Besides the fact that business-to-business customers buy the same products (goods or services) at lower prices than business-to-consumer customers, there is really only one distinction.

B2B buyers are looking for a selection to fill a space or their customers’ needs. On the other hand, B2C customers look for one item to fill a space or need. Both buyers have a spot that they are trying to fill.

That is why they are customers. When there is no space (either figuratively or literally) that needs to be filled either now or in the future, there are no customers.

For either customer classification, when they are looking to buy or are open to suggestions, what they will accept has to be either contrast/complementary or complementary/contrast to their business. So, for example, what is under consideration is different but complementary to what they offer. Or it is complementary but different to what they have, present, or do.

If it is of such a contrast that it is not complimentary, the customer has no use. On the other hand, if it is complementary and not in comparison, it most likely will be the same as what they already have, offer, or do.

Who needs two suppliers for the same thing? One must understand that these contrast/complementary and complementary/ contrast thoughts are always present in their customers’ thinking.

b2b or b2c?Another factor to consider for both types of customers and their contrast/complementary. complimentary/contrast buying is that both are “upgrading.” “Upgrading” is usually thought to be related to purchasing for more money.

Price can, and sometimes is, a form of upgrading. Price, however, does not have to mean more expensive. Often the price is the last form of upgrading to come into play. Better value, more comprehensive selections of color, shape, material, uses, sizes, newness, uniqueness, rarity are forms of upgrading that play a significant role in customers’ decision-making processes.

Upgrading may be filling a space problem nagging the buyer with its glaring cavity, or it’s “just something” the buyer believes will add to or finish off something else. It could relate to something they have read about or been told about being “in” before others are in on the “in” or being “out” – not wanting to have or do what everyone else has or does. People upgrade to look better in their own or someone else’s eyes. People do not purposely buy something to “downgrade” themselves.

Being aware of these factors in business-to-business and business-to-consumer customers’ minds is one thing. Detecting the various components in their thinking is another. The best way to learn which situation they are in — contrast/complementary or complementary/contrast — is to carefully listen to their comments and questions. This is called “listening between the lines.

All customers have had conversations with others, or for that matter with themselves, before they go looking or agree to meet with or talk to a salesperson. They scan catalogs, newspaper and magazine ads, listen to radio commercials. Or sit through TV commercials, they will pay attention to those products and services related to what they have been talking or thinking about. Those conversations or thoughts will show up in their comments and questions.

Some customers’ comments and questions emphasize what they believe will fit into what they are doing, planning to do, or would like to do. Other comments and questions will say they don’t want to make the same mistake others or they previously made.
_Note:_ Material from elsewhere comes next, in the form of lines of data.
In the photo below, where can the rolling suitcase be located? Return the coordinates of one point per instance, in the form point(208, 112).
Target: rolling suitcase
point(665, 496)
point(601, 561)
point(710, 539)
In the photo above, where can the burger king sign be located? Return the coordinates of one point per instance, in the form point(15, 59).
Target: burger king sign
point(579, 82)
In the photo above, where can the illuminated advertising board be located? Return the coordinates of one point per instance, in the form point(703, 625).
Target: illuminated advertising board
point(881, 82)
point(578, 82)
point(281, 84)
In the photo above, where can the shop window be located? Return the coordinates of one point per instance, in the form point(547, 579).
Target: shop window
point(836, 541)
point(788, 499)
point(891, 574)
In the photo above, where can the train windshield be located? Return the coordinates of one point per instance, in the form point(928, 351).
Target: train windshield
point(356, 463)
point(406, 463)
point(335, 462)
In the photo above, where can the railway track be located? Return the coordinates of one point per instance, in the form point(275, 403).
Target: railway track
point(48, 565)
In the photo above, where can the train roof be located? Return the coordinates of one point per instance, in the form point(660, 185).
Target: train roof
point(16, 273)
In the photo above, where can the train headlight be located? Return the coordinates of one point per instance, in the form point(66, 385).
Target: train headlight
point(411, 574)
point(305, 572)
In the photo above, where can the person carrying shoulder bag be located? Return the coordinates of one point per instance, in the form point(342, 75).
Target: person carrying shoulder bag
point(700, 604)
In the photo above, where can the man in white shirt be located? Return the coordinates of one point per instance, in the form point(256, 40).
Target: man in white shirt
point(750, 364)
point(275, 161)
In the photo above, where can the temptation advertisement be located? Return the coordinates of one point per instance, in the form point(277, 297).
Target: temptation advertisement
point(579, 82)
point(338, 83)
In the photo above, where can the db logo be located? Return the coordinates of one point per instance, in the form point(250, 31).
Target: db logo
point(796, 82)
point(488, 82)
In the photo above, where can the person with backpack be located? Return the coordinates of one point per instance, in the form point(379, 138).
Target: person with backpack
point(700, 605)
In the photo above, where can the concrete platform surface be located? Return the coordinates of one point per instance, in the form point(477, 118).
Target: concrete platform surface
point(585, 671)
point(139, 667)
Anyone selling to business-to-business and business-to-consumer customers should be asking themselves, “Why are they making those comments or asking their questions that way?”

Are there differences between selling to business-to-business and business-to-consumer customers?

Yes, in the eyes of those doing the selling, there are, but there shouldn’t be in reality.

No, because sales can only be made when customers, be they business-to-business or business-to-consumer customers, believe what they are considering fits their contrast/complementary or complementary/contrast situation and that they. Making their buying decision will look better in their own eyes and/or someone else’s eyes.